Monsieur Joseph returned, rather sobered, to his hearth rug. "Shoot them, well, well!" he muttered. "A strong measure, but possibly politic. It is what one would like to do, of course, officially. Not personally—no—though Monsieur d'Ombre may be right. It is a crime, no doubt, to make the Empire popular. I am afraid my poor brother has tried to do the same, and succeeded—yes, succeeded a little."

"My father is quite wrong," Cesar d'Ombre muttered in the ear of Monsieur de Bourmont, who listened with a superior smile. "Such mad violence would ruin the cause altogether. Now as hostages, those two men would be invaluable."

"Time enough to discuss that when you have got them," said Monsieur de Bourmont. "To me, I must confess, this plan of a rising sounds premature and unpractical. What we want first is money—money from England, and stronger support, too—as well as a healthier public opinion all through this part of the country."

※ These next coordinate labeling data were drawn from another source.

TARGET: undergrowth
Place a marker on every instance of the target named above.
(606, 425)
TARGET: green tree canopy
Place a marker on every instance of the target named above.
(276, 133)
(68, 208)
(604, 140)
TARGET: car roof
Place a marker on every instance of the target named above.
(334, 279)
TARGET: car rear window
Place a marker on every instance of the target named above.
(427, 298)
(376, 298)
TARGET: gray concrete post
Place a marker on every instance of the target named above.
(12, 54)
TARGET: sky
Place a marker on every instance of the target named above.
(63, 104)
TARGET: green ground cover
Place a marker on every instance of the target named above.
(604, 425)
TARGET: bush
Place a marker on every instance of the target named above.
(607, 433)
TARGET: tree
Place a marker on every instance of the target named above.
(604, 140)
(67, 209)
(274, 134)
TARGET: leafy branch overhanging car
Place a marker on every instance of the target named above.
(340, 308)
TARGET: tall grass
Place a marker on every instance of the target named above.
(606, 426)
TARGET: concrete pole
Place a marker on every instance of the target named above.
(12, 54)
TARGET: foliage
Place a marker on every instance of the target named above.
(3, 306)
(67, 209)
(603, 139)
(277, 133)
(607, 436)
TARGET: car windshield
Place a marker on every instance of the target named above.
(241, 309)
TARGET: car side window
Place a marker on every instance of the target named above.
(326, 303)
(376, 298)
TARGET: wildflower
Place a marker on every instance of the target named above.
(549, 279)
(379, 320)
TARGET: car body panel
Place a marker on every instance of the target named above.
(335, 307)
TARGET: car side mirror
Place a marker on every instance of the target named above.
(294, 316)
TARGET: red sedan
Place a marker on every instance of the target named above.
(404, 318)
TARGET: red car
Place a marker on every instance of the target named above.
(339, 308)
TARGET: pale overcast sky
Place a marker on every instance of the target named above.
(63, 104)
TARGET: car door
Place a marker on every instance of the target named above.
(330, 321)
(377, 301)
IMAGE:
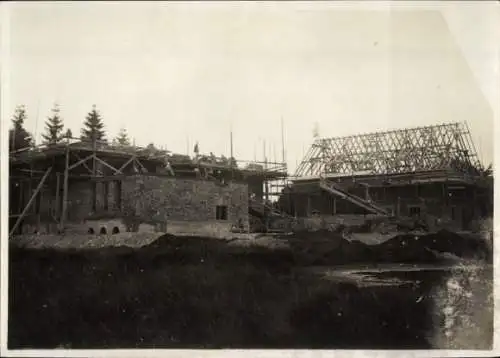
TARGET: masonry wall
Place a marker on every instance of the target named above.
(436, 200)
(164, 199)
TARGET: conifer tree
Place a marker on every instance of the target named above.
(68, 134)
(53, 127)
(19, 137)
(93, 127)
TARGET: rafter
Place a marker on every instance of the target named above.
(438, 147)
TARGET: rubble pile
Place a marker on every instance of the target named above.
(55, 241)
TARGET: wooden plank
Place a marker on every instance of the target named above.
(58, 190)
(30, 202)
(126, 163)
(107, 165)
(65, 192)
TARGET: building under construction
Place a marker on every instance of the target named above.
(100, 188)
(425, 171)
(80, 187)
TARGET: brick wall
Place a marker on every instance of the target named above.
(164, 198)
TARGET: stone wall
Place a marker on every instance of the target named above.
(166, 198)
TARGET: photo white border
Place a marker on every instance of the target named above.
(5, 122)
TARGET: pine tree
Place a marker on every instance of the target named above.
(93, 127)
(122, 138)
(69, 134)
(53, 127)
(19, 137)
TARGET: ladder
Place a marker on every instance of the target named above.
(333, 189)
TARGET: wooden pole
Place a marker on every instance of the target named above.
(26, 208)
(65, 192)
(21, 195)
(231, 157)
(58, 192)
(283, 141)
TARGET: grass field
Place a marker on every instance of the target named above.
(193, 293)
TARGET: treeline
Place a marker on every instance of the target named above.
(93, 129)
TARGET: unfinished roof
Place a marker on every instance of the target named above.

"Ah! but none of your waiting games for me," cried the young Baron. "'De l'audace'—you know—that is the motto for Frenchmen."

"Boldness and rashness need not be the same thing," said Monsieur de Bourmont, drily. "And remember whom you are quoting, my dear Cesar. A dangerous person, to say the least."

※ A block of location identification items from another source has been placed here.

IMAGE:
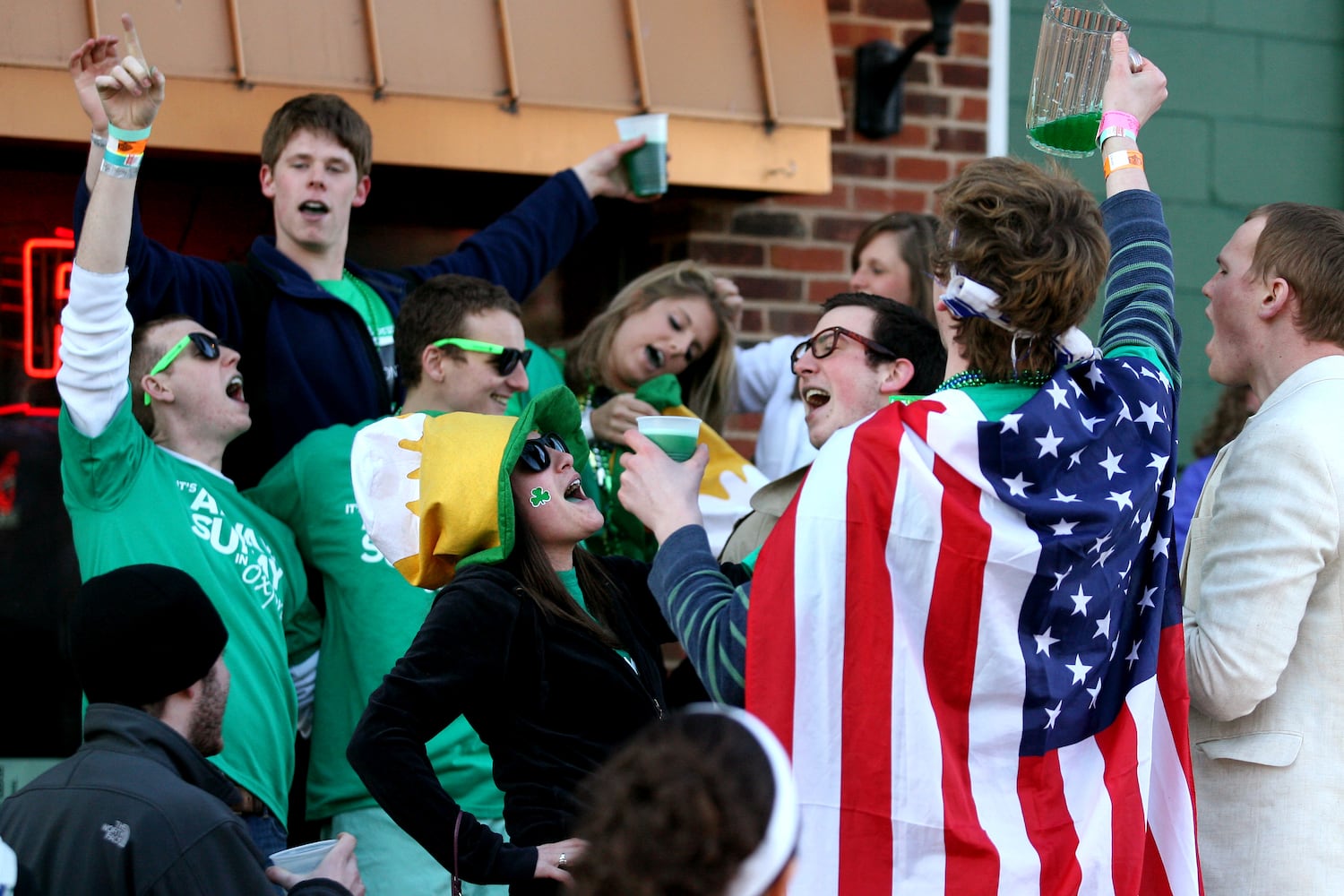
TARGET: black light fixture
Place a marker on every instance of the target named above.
(879, 72)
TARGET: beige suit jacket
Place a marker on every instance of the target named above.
(1263, 626)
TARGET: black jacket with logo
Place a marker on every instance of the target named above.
(137, 810)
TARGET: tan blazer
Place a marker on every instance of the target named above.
(1263, 626)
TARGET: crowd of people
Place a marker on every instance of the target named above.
(312, 498)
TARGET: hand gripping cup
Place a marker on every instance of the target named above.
(1073, 61)
(647, 167)
(303, 860)
(676, 435)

A grim smile lightened d'Ombre's hard face. "It was the right thing to say, if the devil said it," he answered.

The Vicomte des Barres rose from his chair and lounged into the middle of the room.

"To be practical, friends," he said, "the feeling among the peasants is the question. In this country side, Monsieur de la Mariniere ought to know pretty well what it is. And I fear he will tell us that a good deal of exertion will be necessary, before they will take up their guns and pikes, and march where they are led. It goes without saying that he, himself, is the one man to lead them. I believe, though he chooses to live like a hermit, he is the most popular man in Anjou."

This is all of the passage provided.